Cuban President denounces the impact of the blockade on the worsening energy situation in the country

On Wednesday, May 14, 2026, Cuban President Miguel Díaz-Canel Bermúdez, who also serves as First Secretary of the Central Committee of the Communist Party of Cuba, took to his official social media accounts to address the rapidly escalating crisis facing the island nation’s national power grid. In his public statement, he painted a stark picture of the current energy situation, confirming that peak-hour power deficits are projected to exceed 2,000 megawatts on the day of his announcement.

Díaz-Canel left no ambiguity about the root cause of the crisis, attributing the dramatic deterioration of Cuba’s energy security entirely to longstanding U.S. trade restrictions. He labeled the restrictions a “genocidal energy blockade” that Washington imposes on Cuba, noting that the U.S. actively threatens third-party nations that supply Cuban fuel imports with harsh, unjustified tariffs. As a concrete example of the blockade’s immediate impact, the president revealed that fuel shortages directly caused by American restrictions cut 1,100 megawatts of available generation capacity from Cuba’s grid on that same Wednesday alone.

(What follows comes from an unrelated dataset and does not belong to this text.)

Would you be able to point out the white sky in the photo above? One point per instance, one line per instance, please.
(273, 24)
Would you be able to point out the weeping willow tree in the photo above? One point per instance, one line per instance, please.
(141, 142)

To further back his claim, Díaz-Canel pointed to a marked improvement in power services across the island back in April. He explained that the arrival of just one additional fuel cargo vessel — out of the minimum eight vessels Cuba requires each month to meet domestic energy demand — was enough to cut power deficits and reduce widespread blackouts. While outages did not disappear entirely during that period, their frequency and severity were significantly mitigated, offering clear proof of how fuel access directly shapes Cuba’s energy outlook.

The president also addressed recent commentary from U.S. media outlets aligned with Washington’s aggressive policy agenda toward Cuba. He noted that even these outlets, which have long backed American pressure on the island, have been forced to acknowledge the remarkable resilience of the Cuban people in the face of systemic economic pressure. Despite sweeping measures designed to cripple Cuba’s economy and energy sector, the nation has not collapsed, and remains far from what the U.S. has attempted to frame as a failed state. This forced admission, Díaz-Canel argued, indirectly confirms that Cuba’s ongoing crisis is the product of deliberate American economic warfare and targeted energy persecution, not domestic policy failure.

Díaz-Canel went on to reframe the narrative pushed by U.S. government spokespeople, who often attribute Cuban hardship to mismanagement by Havana. In reality, he explained, the crisis stems from a deliberate, perverse strategy designed to push everyday Cuban citizens to breaking point, amplifying scarcity and hardship to stoke unrest against the country’s government. He recalled that more than 60 years of economic blockade, plus 243 additional restrictive measures implemented during the Trump administration, failed to break the Cuban Revolution. This failure led the U.S. to ramp up pressure, implementing new executive orders designed to cut off all fuel supplies to the island, and penalize any third-party entity that engages in trade or investment with Cuba. The core goal of this scheme, he emphasized, is to inflict collective suffering on the Cuban people, holding them hostage to force political change.

Looking back at a brief period of eased restrictions several years ago, the Cuban president noted that this short window offered unambiguous proof of how both Cuban and American people, and bilateral trade relations, would benefit from ending the long-running draconian blockade. That potential improvement, he added, is exactly what a small clique of far-right U.S. extremists who control American policy toward Cuba fear. These actors deliberately spread misinformation about conditions on the island, and continuously push for harsher restrictions and greater threats against the Cuban people.

Closing his statement, Díaz-Canel reaffirmed Cuba’s longstanding position: the nation remains open to equal, mutually respectful dialogue with the United States, but will continue to resist external pressure and build domestic prosperity regardless. “We are increasingly convinced that we must overcome these enormous difficulties through our own collective efforts, united as a single nation, and resolute in the face of even the toughest challenges,” he said.